The controversy led the City Council last week to ask staffers to review the report and simplify comments that contained what Council Member Kevin Staunton called "inadvertent identifiers."

But the co-chairman of the task force that issued the report said he worried that revising it would lessen its impact and harm efforts to improve race relations.

Among several anonymous comments in the report was one about an alleged violent incident involving the Edina High School boys' hockey team. According to the report, players on the team physically assaulted a younger black player during a captains' practice at Braemar Arena, "punching him and choking him" while calling him the N-word.

In a letter published last week by the Sun Current newspaper, Mayor James Hovland wrote that the incident was investigated by parents, coaches and the school district and "found not to have occurred with the 2017-18 team or in the recent past."

Troy Stein, the athletic director at Edina High School, said Tuesday that district staffers reached out to school athletes "and were able to confirm that certainly in the last three years that it did not occur."

Stein said captains' practices — preseason events organized by team captains — are not sponsored by the school or the district. Under district policy, the practices are run by students but must have at least one adult supervisor present at all times.

In an interview Tuesday, Hovland said parents and coaches who reached out to him believe the incident probably didn't happen at all. "They can't say it never occurred ... but they feel real comfortable as a result of this investigation," he said.

City officials believe other comments in the report also may have inadvertently identified particular people, and want that information removed.

"I think it's important that this is not a redaction. This is a reframing of it because that leaves the stories in place," Staunton said.

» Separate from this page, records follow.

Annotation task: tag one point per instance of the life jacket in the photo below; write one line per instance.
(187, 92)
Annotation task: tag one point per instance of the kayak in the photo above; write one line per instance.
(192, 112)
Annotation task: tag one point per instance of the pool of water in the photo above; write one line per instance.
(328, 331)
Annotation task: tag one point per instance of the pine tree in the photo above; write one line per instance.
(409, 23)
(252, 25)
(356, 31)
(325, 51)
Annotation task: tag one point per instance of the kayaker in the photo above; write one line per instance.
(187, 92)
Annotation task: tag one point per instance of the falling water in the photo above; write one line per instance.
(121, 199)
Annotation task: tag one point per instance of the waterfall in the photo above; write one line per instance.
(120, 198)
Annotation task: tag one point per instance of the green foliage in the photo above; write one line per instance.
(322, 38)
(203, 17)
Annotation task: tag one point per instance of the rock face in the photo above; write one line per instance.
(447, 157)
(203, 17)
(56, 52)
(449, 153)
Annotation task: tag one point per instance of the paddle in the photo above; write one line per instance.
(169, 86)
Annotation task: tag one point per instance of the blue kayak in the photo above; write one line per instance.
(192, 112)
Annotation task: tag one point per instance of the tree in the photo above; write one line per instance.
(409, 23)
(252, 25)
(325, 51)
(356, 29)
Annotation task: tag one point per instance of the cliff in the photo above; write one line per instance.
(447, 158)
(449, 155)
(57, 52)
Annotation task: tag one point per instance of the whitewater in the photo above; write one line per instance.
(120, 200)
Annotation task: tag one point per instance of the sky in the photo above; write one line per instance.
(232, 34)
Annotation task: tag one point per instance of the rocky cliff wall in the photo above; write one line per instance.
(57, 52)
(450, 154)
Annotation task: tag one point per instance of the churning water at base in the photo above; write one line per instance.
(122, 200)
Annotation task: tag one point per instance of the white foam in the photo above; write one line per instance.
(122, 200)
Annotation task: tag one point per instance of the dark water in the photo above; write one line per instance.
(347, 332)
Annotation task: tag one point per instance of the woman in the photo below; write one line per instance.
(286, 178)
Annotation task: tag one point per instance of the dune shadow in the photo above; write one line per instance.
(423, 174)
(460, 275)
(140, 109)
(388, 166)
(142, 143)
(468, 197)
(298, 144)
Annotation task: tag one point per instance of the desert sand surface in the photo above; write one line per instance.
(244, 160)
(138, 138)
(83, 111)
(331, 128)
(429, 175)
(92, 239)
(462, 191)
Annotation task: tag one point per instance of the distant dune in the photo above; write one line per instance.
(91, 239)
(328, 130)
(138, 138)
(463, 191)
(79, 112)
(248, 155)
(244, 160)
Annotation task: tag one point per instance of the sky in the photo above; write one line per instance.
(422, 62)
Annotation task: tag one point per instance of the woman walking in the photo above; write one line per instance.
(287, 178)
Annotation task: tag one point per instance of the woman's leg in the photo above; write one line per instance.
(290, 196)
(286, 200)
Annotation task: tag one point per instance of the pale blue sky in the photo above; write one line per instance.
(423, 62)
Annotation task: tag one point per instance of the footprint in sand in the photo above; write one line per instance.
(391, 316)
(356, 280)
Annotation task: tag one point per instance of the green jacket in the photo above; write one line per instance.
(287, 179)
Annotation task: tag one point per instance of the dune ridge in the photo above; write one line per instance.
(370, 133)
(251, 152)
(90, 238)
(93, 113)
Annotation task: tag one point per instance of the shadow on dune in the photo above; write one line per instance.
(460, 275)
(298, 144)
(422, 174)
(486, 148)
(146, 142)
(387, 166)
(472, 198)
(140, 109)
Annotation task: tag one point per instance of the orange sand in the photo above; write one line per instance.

The point of the report, Hovland wrote in his letter in the Sun Current, was not to accuse anyone of being racist or discriminatory toward people of color.

The hockey team anecdote showed, he wrote, "that while great care was taken to protect story sources by allowing anonymity ... protections should have also included elimination of specific identifiers."

But James Pierce, co-chairman of the task force that created the report, said he hoped that comments won't be removed simply because they offend somebody.

"The more you dilute a vision, the less progress you make," Pierce said. "I think you run the risk of losing the momentum of the change that you're trying to drive."

Pierce said part of the council's decision to modify the report had to do with residents resisting the task force's conclusions.

"We expected there would be pushback," he said. "What is unsettling is that ... it does not feel like [the council] is at the advocacy level of change."

Hovland said he trusted in the accuracy of the rest of the report and that he hadn't received complaints over any other comments. He said he wanted the revisions to go before the council and the co-chairs of the task force once they're ready.

"I want [the task force] to make sure that we're totally comfortable with their work product and these modifications that we thought we had to make," he said.